ところで、「礼節を重んじる武道としての柔道」はそのローカル性に支えられていたと思います。つまりローカルであるがゆえに明示不要の暗黙的了解事項がいろいろあって、それを皆が守るというところに成立していた。破る奴がいたら「非礼」の一語で排除することができた。仮に相撲が国際化されてオリンピック種目にでもなれば、競技者はルール上許されることは何でもやって勝とうとするでしょう。「非礼」というローカルなペナルティワードは通用しない。これじゃいかんというので色んな禁止事項が設けられ、それでも競技者は禁止の網をくぐって勝つ方法を見つけ出し、さらに新たな禁止事項が追加され…、という繰り返しとなって、結局ローカルだった時代の相撲とは似ても似つかぬものになっていくでしょう。国際化というのはそういうことだと思います。(昨今の相撲の国際化というのは外国人を入れるようになっただけで、彼らを相撲というローカル・ルールに「同化」させているのが現実だから上の国際化とは意味が違います)

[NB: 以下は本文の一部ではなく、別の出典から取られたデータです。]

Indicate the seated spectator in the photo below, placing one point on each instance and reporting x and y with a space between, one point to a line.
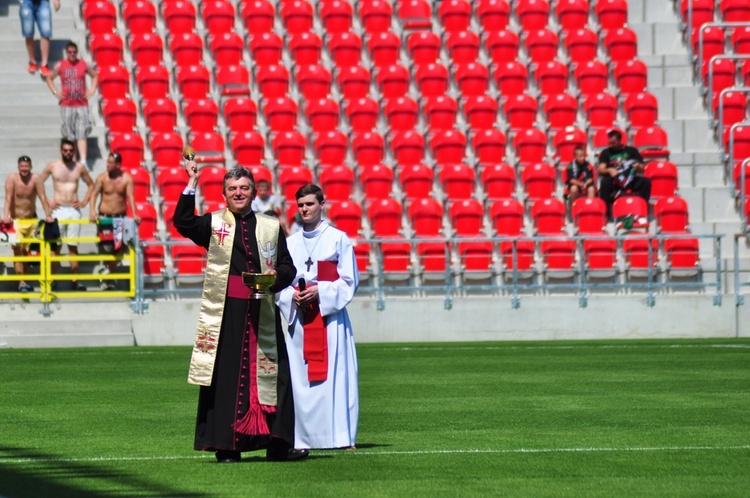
580 177
621 172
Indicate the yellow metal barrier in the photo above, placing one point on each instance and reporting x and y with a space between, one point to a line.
45 278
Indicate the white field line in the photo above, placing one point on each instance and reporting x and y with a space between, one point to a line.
366 453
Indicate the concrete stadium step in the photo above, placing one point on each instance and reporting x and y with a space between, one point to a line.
103 324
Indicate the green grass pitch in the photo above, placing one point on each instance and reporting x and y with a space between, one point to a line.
594 418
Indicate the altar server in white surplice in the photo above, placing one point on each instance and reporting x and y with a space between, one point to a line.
322 356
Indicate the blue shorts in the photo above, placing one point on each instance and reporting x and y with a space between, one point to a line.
38 12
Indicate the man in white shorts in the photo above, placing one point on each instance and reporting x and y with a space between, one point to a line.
66 173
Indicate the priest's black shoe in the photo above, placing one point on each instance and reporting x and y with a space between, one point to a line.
228 456
285 455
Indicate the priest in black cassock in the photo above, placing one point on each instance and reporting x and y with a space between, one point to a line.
239 357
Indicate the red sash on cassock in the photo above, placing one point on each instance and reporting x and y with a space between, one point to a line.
315 343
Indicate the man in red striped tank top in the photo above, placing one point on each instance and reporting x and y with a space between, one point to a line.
73 97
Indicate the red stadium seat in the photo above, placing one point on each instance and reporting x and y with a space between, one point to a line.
376 181
551 78
642 109
152 82
305 48
368 148
463 46
289 148
423 47
280 114
345 49
346 216
362 114
233 81
455 15
493 15
530 146
248 148
612 14
671 214
591 77
209 147
561 110
601 110
416 181
402 113
179 16
130 146
171 183
354 82
520 111
663 176
589 215
572 14
273 81
258 16
581 44
337 182
448 146
631 76
472 79
139 16
440 112
498 181
211 183
467 218
106 49
166 149
292 179
384 48
114 82
297 16
532 14
432 80
194 82
541 45
201 115
489 146
565 142
385 217
266 49
511 78
323 115
336 16
621 44
331 147
226 48
502 46
415 14
480 112
458 181
652 142
119 115
218 16
160 115
426 217
375 16
100 16
539 181
147 49
186 49
408 147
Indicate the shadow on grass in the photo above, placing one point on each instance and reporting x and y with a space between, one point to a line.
36 474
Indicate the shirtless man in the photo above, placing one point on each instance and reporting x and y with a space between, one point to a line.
21 192
66 174
117 189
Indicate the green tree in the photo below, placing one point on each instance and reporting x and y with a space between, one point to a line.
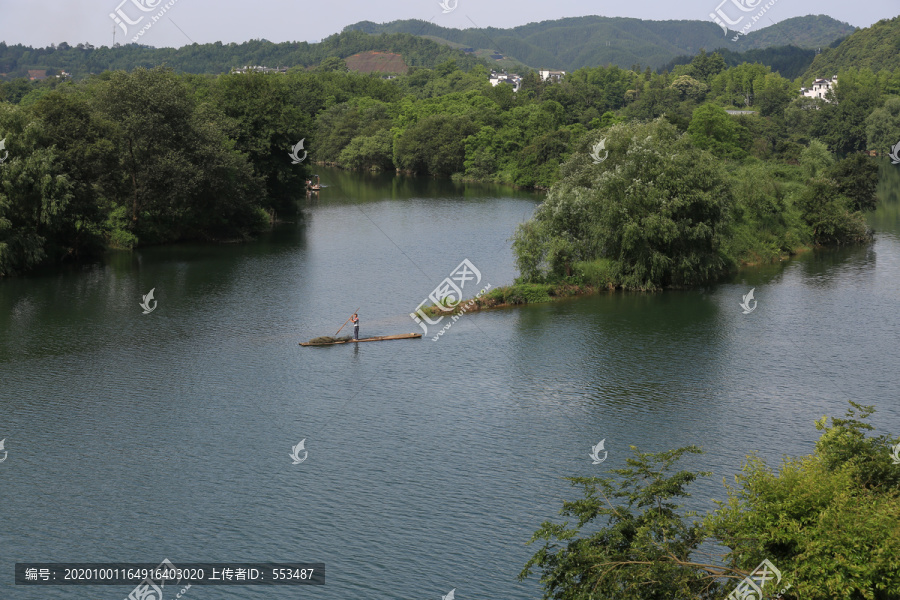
713 129
857 179
828 521
883 126
629 540
655 209
34 192
815 158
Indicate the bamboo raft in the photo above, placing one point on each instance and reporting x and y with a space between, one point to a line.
381 338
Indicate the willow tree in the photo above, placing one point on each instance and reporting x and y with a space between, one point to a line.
652 210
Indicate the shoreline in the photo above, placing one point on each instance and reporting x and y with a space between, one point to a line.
521 294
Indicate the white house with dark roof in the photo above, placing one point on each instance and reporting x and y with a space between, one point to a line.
819 88
548 74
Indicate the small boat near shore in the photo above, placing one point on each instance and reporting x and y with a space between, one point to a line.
381 338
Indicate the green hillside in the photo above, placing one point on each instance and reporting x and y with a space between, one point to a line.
788 61
810 32
876 47
576 42
16 60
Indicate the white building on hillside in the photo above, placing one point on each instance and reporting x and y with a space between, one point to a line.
819 88
498 77
554 75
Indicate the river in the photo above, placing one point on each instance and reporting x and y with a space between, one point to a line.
136 437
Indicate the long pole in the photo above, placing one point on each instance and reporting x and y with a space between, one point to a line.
348 320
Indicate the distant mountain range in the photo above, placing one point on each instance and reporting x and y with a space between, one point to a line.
876 47
576 42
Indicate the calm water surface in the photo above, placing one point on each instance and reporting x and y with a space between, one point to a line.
137 437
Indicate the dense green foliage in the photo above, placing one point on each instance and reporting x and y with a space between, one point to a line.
874 48
655 208
576 42
828 522
123 159
130 157
660 210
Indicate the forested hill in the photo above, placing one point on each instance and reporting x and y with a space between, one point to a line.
16 60
576 42
876 47
788 61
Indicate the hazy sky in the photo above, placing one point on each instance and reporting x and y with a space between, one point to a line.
42 23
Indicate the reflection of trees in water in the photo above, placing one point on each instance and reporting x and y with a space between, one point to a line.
887 215
367 186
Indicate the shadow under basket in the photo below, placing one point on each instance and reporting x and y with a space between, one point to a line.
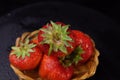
81 72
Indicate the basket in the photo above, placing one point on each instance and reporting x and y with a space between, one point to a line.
81 72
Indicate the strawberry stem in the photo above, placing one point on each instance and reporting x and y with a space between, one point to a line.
56 36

だから国際化というものを「日本の文化を世界に広める」などと甘く考えてはいけないわけで、確かに文化の一部は広まるかもしれないが肝腎の部分は消え去る可能性が大きいのです。それでもいい、という決断をもって国際化は目指されるべきで、それではいけない、というなら国際化ではなくローカリティをしっかり守ることに力を注ぐべきです。
話が逸れちゃってますが、柔道の国際化については、今さらどうこう言ってもしょうがない気がするし、しょうがなくないとしても一傍観者にすぎない私にとってはどっちでもいいことです。ただ、日本の伝統的武道としての柔道と国際化とは相容れないだろうと思っています。